On April 2, 2016, when the owners and engineers of the coal-based power plant attempted to visit the construction site, protesters swooped down on the officials' motorcade. Police cracked down on the protesters, arresting seven. Angry at the arrests, local residents called for a public gathering on April 4.
Awami League leaders called a meeting at the same place on the same day. Local police invoked a Section 144 law restricting public gatherings in the area. When local residents gathered on April 4 to protest, police opened fire and killed at least five people. It was the largest loss of life in an anti-coal protest since the murder of six people in Jharkhand, India.

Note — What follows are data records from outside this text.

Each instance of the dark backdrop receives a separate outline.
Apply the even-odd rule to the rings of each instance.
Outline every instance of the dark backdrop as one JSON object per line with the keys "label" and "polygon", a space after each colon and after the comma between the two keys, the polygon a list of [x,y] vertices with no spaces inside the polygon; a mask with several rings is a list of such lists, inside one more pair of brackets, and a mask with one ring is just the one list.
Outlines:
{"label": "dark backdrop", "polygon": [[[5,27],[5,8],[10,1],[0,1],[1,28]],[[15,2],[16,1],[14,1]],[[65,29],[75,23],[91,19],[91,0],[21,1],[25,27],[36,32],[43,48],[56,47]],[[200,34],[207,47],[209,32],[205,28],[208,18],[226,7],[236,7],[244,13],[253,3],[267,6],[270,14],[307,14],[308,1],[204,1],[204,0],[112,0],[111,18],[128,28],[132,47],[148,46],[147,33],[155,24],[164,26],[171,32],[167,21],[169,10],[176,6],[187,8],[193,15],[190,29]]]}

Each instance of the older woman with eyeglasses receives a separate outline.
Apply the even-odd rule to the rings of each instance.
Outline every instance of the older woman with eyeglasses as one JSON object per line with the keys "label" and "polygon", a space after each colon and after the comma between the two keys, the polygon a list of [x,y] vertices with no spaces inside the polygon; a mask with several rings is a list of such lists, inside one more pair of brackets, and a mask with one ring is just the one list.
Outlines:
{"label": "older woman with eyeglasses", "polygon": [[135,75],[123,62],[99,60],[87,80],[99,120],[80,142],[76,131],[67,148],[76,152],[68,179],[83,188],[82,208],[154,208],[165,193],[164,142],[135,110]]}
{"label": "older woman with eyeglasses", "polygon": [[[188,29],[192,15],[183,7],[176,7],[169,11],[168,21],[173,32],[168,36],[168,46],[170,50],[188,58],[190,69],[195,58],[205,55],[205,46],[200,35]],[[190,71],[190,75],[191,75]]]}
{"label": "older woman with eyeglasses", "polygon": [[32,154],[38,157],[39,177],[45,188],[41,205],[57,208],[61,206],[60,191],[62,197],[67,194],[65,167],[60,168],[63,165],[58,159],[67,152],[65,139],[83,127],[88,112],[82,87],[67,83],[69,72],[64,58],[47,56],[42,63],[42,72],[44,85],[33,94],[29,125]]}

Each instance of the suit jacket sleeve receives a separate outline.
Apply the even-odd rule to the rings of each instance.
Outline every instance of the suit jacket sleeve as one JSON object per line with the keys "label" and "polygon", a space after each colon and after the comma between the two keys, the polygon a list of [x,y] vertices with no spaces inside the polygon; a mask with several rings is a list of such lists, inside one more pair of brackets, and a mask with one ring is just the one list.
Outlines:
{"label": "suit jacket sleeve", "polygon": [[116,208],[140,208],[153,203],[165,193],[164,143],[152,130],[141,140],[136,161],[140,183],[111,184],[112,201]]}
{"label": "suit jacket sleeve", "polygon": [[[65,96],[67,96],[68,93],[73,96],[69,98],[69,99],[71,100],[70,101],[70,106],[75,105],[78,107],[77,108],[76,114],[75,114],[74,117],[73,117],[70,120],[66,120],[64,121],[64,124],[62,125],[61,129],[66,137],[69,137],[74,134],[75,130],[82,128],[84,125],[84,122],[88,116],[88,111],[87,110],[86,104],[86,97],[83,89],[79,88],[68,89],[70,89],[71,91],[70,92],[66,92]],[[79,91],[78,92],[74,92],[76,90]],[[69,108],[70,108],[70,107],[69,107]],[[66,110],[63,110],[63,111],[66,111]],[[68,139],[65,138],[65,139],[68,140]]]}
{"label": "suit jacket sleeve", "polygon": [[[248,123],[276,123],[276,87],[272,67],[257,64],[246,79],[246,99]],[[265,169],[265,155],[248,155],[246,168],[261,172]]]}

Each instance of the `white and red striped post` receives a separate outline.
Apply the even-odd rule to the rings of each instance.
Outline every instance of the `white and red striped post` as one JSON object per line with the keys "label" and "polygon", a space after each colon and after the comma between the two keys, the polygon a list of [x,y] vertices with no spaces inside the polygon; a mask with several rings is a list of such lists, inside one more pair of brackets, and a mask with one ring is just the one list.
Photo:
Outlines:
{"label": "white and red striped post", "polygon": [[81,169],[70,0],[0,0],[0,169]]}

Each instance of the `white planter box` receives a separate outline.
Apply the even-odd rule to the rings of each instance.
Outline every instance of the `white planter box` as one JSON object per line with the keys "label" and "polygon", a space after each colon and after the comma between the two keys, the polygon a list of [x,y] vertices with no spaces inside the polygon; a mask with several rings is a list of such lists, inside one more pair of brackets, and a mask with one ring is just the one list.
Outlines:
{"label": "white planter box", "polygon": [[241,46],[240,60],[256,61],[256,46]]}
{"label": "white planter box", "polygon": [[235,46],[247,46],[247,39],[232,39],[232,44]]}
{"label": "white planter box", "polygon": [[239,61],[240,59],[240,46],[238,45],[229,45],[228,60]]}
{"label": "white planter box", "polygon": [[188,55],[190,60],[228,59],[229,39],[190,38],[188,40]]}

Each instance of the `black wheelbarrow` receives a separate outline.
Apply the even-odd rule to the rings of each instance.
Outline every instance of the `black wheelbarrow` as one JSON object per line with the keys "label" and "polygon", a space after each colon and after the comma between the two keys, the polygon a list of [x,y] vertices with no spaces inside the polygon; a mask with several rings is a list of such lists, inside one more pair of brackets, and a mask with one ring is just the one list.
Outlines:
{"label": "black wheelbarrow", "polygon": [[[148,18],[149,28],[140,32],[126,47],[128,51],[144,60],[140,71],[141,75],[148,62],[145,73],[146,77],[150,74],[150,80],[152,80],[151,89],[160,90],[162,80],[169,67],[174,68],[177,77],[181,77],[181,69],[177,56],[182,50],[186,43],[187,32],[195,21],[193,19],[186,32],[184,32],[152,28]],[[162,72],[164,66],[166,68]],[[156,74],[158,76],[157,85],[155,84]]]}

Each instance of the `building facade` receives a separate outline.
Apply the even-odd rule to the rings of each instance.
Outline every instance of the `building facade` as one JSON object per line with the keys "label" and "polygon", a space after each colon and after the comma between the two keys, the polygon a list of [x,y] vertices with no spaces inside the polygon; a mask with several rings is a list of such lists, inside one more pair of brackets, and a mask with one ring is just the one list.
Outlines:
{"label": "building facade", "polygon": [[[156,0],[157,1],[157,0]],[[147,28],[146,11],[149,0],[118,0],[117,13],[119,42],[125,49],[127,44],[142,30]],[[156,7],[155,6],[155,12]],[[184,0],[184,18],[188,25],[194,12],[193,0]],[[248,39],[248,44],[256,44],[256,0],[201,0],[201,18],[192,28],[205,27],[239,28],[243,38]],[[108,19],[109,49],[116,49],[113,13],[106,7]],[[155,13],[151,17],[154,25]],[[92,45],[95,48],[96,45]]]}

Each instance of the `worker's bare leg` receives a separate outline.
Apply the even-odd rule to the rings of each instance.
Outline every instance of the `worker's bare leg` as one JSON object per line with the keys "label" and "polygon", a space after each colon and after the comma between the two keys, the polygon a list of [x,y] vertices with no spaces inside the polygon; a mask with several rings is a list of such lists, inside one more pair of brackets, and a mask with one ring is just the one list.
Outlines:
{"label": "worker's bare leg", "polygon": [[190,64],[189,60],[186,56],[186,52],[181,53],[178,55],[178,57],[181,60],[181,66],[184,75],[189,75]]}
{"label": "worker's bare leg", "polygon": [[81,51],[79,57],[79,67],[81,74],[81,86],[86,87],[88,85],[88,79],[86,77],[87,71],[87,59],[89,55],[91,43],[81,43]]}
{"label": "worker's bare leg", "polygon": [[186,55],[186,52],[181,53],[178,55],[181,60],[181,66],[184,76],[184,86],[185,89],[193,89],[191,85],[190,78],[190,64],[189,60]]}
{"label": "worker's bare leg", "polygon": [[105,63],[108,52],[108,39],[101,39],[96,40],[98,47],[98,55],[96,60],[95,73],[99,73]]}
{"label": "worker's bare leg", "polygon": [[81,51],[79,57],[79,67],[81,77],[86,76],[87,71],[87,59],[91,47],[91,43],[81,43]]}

On October 31, 2013, the S. Alam Group of Industries was authorised by the Awami League government to build two coal-fired power plants in Chittagong's Banshkhali Upazila despite the lack of an environmental impact assessment. In December, the group (one of Bangladesh's fastest-growing conglomerates) signed an agreement with China-based energy company Shandong Electric Power Construction Corporation III for a coal-based power plant. On February 16, 2016, the government signed an agreement to purchase power from the plant (which has a capacity of 1.22 MW) at ৳6.61 per kilowatt hour.
In 2013, the S. Alam Group of Industries (the plant's local owner) began acquiring land from local residents with the help of the governing Awami League. Residents complained that they were not paid appropriate compensation and were forbidden to contact the group's executives.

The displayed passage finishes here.